The different “people”.
• Two types of people involved in a company:
o Directors
o Shareholders
• A person can be both a director and shareholder
• Think about the “hat” that the person is wearing when making a decision.
The role of management and of ownership are completely distinct. Whilst one person ca be
both a director or a shareholder; they will only ever be acting as one or the other.
Day- to – day decisions.
• Directors are responsible for making these general decisions, on a simple majority
basis
• Directors meet at “board meetings” to discuss and agree these decisions
• Meetings are held on reasonable notice – need minimum of two directors for
meeting to be quorate (art 11(2), private co model articles)
• Minutes are produced
Article 3 reserves the right to determine how the business is run on a day to day basis to the
directors.
Quorate just means that there are enough people there to make a meeting valid. Model
articles require a minimum of two directors be present for a meeting to be quorate.
Major Decisions.
• Made by the shareholders
• Usually these decisions impact on the share holders interests / rights in some way
• CA06 details the decisions that the shareholders are responsible for making
• These decisions are made at “general meetings”

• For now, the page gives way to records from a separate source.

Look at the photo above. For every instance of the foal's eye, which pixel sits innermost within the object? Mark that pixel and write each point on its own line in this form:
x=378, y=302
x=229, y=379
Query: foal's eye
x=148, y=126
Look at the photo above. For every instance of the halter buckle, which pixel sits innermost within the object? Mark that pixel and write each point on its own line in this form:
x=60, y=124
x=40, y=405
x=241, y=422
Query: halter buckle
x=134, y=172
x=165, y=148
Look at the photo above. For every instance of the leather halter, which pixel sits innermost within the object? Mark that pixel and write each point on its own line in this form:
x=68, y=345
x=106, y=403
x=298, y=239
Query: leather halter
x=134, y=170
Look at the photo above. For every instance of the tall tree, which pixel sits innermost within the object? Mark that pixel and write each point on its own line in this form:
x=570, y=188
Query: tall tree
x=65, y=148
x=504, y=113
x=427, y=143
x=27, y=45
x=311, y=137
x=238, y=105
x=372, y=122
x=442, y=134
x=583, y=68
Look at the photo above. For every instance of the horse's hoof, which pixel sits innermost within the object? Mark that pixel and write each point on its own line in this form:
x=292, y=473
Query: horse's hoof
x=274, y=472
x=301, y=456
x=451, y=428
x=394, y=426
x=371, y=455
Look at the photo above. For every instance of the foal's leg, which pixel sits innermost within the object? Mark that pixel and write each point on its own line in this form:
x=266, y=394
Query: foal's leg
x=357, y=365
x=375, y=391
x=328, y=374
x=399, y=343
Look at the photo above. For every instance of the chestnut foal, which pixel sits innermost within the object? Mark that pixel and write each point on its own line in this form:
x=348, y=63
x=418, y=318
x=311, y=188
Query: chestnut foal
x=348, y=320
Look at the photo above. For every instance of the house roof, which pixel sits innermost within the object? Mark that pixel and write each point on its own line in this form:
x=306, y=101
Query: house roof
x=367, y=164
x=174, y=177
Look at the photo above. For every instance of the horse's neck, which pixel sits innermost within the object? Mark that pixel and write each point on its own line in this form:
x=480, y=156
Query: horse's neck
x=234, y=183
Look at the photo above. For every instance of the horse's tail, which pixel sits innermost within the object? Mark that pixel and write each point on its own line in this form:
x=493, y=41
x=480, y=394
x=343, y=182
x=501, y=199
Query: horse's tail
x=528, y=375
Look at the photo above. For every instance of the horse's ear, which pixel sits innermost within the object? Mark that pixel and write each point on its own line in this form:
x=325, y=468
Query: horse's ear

Normally decisions that impact or effect the rights or obligations of the shareholders will be
made by the shareholders, or the shareholders have to give permission for the directors to
make those decisions on their behalf.
General Meetings.
• Usually called by the directors – gives the directors a large degree of power
• Directors will reach such a decision to “call” or “hold” a general meeting – as part of
the items discussed at their board meeting
• Directors may then adjourn their board meeting until after the general meeting has
been held
As directors often have to adjourn their meetings so that the shareholders can “authorise”
them to do certain things, the order of meetings looks a bit like a “sandwich”.